Throughout, Shuttleworth makes a compelling case for the important role of literary depictions of children as medico-scientific case-studies. She traces the traffic between educational writings, novels and pathological treatises, showing how, for instance, Jean-Jacques Rousseau’s influential pedagogy was drawn on by George Meredith in The Ordeal of Richard Feverel, ‘a parodic reconstruction of Émile and an exploration of whether it is possible’ (p.156); or how Thomas Hardy’s creation of ‘Father Time’ derived from copious note-taking on discussions of child suicide, and newspaper reports of recent juvenile tragedies. Moreover, she demonstrates that and shows how these literary children provided the first sustained analyses of childish inner worlds and mental development, which were then seized upon in expert philosophical and medical writings, used as exemplars of particular developmental strategies and the potential consequences of certain educational or moral approaches. In the main, the idealised child mind was often under discussion, connected to a supposedly healthy or pathological specimen: in The Mind of the Child we only really get to know fictionalised (or self-fictionalised) creatures, such as Paul Dombey, Maisie Farange or Edmund Gosse. Though children’s imaginations themselves were thought to require appropriately unstimulating fodder, the imaginative portrayal of a child’s cerebral and social existence could nevertheless be used – even lauded – as a vital predictive and diagnostic tool. Hence, the novelist joined, and was often not distinct from, a range of other figures who began to map, monitor and medicalise the child in the mid-nineteenth century, including parents, naturalists, pathologists, psychiatrists and teachers.
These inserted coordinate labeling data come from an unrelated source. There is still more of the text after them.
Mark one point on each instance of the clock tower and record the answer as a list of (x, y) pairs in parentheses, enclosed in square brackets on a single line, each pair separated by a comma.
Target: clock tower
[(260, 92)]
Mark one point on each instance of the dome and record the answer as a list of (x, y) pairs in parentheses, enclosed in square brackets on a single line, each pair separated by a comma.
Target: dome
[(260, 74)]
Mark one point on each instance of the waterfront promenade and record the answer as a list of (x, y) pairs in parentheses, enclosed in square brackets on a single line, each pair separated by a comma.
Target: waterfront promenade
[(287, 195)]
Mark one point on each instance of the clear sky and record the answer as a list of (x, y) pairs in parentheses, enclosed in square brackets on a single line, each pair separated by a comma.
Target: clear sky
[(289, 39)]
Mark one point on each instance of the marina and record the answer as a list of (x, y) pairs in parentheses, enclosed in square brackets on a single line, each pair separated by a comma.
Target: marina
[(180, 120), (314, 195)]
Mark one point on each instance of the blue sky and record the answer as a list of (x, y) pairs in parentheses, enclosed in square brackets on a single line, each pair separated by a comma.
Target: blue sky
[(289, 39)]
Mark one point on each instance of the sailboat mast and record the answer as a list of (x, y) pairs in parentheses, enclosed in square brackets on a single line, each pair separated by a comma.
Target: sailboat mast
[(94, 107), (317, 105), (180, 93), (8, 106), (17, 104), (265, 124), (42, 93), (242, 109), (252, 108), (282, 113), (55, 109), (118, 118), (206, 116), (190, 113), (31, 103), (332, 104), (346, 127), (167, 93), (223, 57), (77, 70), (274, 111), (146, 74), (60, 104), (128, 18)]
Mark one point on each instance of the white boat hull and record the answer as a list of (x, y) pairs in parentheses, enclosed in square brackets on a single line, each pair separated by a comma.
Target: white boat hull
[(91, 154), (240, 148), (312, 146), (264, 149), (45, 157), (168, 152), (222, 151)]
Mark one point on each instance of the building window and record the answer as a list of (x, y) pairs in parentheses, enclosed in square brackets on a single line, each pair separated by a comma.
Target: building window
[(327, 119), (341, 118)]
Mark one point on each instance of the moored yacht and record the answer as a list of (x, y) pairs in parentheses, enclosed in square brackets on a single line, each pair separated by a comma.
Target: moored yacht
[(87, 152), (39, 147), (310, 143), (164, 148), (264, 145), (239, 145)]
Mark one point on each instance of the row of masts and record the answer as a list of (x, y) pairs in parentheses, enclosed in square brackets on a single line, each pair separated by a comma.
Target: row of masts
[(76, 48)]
Of course, the child’s mind was not separate from the child’s body. Defining the stages from babyhood to infancy to childhood, puberty and adolescence provided another attempt to chart both supposedly normal and pathological trajectories, and to demarcate junctures in the problematic and continuous journey from child to adult. Just as some naturalists asked whether monkeys and children were really that different from each other, or whether children were representative specimens of primitive man, others pondered the difference between children and adults. What did it mean to grow up too soon? Such concerns over premature development were especially acute in regard to burgeoning sexuality, with the horrors of masturbation raised as a spectre. How far this process of growing-up was enabled or constrained by inheritance or the environment was a central area of debate, as Shuttleworth shows. A negotiation was made between the child as something to be affected by its environment (for example, the dangers of educational over-cramming: ‘I am not clever, I am only crammed’, says one fictional child (p.350); real children were reportedly new owners of spectacles, headaches and anxiety) and the restricted product of its ancestral traits, doomed to atavism and repeating actions and thoughts, particularly, as in Jude the Obscure, when a result of familial intermarriage. These were not necessarily alternative options: contemporary theories of heredity stressed the continued influence of the environment as well as pedigree.

It is clear that childhood was a central concern to Victorian Britain: the period witnessed a significant alteration in both the conception of the child’s mind and how one was able to access or depict that mind. Children were not the polarised extremes of either dangerously feral, threatening creatures, or the mute puppets of popular cliché, meant to be ‘seen and not heard’. A more interesting middle-ground was described and imagined, diagnosed and witnessed, lived and remembered; and can be revealed through what Shuttleworth terms ‘intricate patterns of exchange between science, literature, and medicine, developed further through social practice and debate’ (p.359). It is these ‘patterns’ that have become the subject-matter of our discipline, and The Mind of the Child uses them, masterfully, to embed canonical literature and forgotten classics, childish disease and deception, in the cultural debates of the nineteenth century. This extremely readable, enormously wide-ranging work is a welcome addition to the shelves of literature and science scholarship.”